Firefox for Android on Tablets
Redesigning the browser interface — Part two
It’s been in development for a while now and it’s gone through many iterations. Lucas and Yuan have both written great pieces about a lot of the project goals, ideas, and implementation processes. Now, I’d like to throw my hat in with some more on the UI/UX aspects of this redesign.
We believed that the general browsing experience on tablet devices could be improved. So, we started by diving into our homework and proposed what you currently see on Firefox Beta, a “V1” iteration of improvements.
Bigger screens, different environments, different ergonomics, just different. Tablet devices are just different enough that simply porting over what we learned from our mobile product wasn’t enough.
There was an opportunity to offer more value to the user here. From our studies, we knew that tablets were often used in the home rather than on-the-go, and probably in parallel with another device as well. They were held at a different distance, and had different ergonomics to consider.
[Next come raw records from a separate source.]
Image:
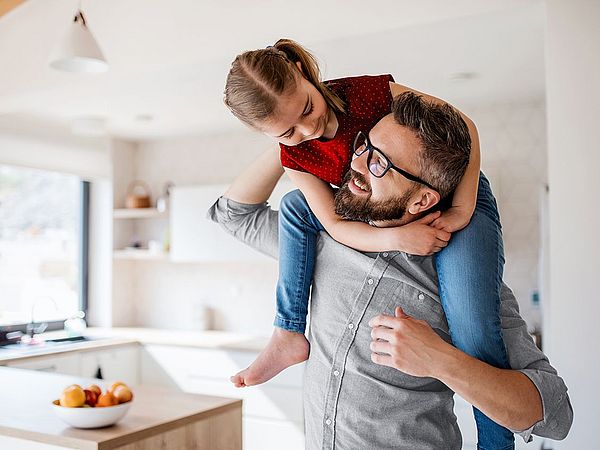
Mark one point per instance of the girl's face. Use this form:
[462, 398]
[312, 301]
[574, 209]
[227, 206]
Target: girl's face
[301, 115]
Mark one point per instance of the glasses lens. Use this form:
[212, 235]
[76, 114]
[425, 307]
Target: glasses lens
[360, 144]
[378, 164]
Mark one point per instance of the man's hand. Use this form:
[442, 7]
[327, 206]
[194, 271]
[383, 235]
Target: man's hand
[406, 344]
[419, 237]
[453, 219]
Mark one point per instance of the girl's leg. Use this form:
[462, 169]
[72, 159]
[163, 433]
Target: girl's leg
[470, 276]
[298, 229]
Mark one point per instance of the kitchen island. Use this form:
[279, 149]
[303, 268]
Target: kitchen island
[159, 418]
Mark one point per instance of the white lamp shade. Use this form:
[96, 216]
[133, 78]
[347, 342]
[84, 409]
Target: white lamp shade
[78, 51]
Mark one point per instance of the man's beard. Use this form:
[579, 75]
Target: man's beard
[362, 208]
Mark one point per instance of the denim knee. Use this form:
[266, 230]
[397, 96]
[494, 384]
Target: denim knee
[293, 204]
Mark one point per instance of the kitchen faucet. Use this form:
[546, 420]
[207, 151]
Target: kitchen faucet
[31, 328]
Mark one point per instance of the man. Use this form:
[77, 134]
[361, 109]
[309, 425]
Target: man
[381, 367]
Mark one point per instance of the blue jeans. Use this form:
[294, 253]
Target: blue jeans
[470, 275]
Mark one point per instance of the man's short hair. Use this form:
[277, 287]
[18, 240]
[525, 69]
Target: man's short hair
[444, 135]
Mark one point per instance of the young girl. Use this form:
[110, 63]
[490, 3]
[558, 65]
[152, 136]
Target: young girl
[278, 91]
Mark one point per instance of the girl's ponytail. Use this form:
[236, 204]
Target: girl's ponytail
[258, 77]
[310, 69]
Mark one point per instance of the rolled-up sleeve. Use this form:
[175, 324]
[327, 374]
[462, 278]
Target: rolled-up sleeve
[524, 356]
[255, 225]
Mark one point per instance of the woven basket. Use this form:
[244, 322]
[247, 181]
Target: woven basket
[138, 195]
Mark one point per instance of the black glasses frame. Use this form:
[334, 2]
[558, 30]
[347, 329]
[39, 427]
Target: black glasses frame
[371, 148]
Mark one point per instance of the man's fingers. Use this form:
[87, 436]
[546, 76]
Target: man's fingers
[400, 313]
[429, 218]
[384, 360]
[384, 333]
[441, 243]
[382, 321]
[381, 347]
[443, 235]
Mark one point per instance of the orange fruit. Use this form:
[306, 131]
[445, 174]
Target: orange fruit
[114, 386]
[106, 399]
[94, 388]
[72, 396]
[123, 394]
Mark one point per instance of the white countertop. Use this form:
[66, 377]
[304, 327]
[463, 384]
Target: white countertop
[111, 337]
[27, 414]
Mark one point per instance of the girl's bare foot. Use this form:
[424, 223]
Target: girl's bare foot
[285, 348]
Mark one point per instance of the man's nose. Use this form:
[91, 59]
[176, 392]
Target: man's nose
[359, 163]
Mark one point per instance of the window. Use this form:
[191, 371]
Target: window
[43, 246]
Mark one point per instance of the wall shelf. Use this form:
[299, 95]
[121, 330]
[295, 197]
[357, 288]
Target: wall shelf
[139, 213]
[140, 255]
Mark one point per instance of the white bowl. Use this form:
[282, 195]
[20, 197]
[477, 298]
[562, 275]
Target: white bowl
[96, 417]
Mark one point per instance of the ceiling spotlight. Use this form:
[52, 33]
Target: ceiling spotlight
[78, 51]
[89, 126]
[460, 77]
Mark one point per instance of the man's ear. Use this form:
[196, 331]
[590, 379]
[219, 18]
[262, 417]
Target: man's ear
[299, 64]
[424, 201]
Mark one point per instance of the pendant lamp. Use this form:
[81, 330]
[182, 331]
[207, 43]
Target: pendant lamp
[78, 51]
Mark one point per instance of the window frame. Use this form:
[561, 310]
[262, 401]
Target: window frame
[84, 248]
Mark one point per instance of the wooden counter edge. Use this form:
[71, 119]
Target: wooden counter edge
[171, 425]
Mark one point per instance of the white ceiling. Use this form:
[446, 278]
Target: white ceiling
[169, 59]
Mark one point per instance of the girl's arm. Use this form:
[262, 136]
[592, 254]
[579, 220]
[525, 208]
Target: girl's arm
[256, 183]
[465, 196]
[417, 238]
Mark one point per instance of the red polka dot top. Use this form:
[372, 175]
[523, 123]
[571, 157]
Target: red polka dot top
[368, 99]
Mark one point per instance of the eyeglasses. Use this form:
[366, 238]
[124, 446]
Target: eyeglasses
[377, 162]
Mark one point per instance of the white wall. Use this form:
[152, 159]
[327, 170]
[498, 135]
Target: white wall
[514, 158]
[573, 104]
[167, 295]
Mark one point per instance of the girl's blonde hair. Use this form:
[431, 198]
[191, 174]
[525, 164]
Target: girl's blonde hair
[257, 79]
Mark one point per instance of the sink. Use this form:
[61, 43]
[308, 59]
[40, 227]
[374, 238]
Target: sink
[46, 345]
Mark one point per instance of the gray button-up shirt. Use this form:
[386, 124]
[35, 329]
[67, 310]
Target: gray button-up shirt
[351, 402]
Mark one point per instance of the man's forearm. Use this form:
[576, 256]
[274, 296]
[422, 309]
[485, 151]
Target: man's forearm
[506, 396]
[410, 345]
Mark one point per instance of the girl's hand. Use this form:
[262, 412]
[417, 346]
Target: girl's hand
[453, 219]
[419, 237]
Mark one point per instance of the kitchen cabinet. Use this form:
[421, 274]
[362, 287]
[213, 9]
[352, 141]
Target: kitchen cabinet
[68, 364]
[120, 363]
[194, 238]
[116, 364]
[273, 409]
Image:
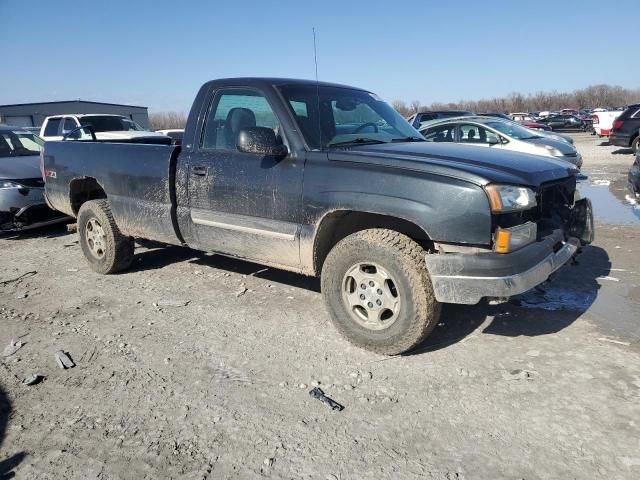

Giving the user more control over their browsing experience was just step one. How we presented these new controls to them was also important. The goal was to make these interactions easy to find, and intuitive to use. We even studied the reach of a user’s grip while holding tablets and phones to help us decide where we might place elements of the UI.
Tabs on top
We knew we needed to bring a tabbed browsing experience to our users, so we started with that. This meant we had to reconsider a number of things in the existing toolbar. How were we going to handle overflow? and how would increasing the height of the toolbar work?
Android’s fragmentation issues made this even harder. To ensure our design was flexible, we looked at a variety of tablet devices in the 7" — 10" range. Ultimately, we used the Nexus 7, 9 and 10 for reference in most of our mocks.
One of the first decisions we made was about the proportions of this new toolbar. On mobile, our toolbar height is 48 dp tall. This was divided by three to create 16 dp “building blocks” that we then use to determine the proportions/space of related elements in the toolbar. But this wasn’t enough. Now, we also needed to determine a responsive width for the tab.
To ensure that our design was flexible, we tried to specify only what we needed to. Requirements were simple: tabs have to be easy to tap, information had to be easy to read, and it just had to work. The persistent “close tab” icon meant we also had to be extra careful with our margins. For that reason, we prioritized the specifications of our spacing around the favicon, page title, and “close tab” icon first.
A couple designs later, we found that three to four tabs was a good minimum to have along the top. Determining this number was even better than specifying a fixed width for each tab since this made it easier to adapt to different devices. By keeping everything related, we hope to create a stronger, more consistent visual language.
A better tabs tray
We wanted the tabs tray to be more about tab management, to be more practical. Since we now had UI in place to allow for quicker and easier tab switching, we were able to extend the tray metaphor over the entire screen. This also opens us up to the possibility of more organization type features in the tray.
Taking hints from the screen dimensions of tablet and desktop type devices, we decided to specify each tab’s width and height to be more similar to that ratio. The goal is to create more parallel between the preview, and what the user actually saw whilst they were browsing.
Providing a consistently amazing user experience across multiple platforms is simply expected — and rightfully so. It’s becoming increasingly common to have a multitude of devices (that are connected in one way or another). Going forward, there will be a lot of focus on the cross-device experience. I believe it’s important to give users a cohesive and natural experience regardless of the device they’re on.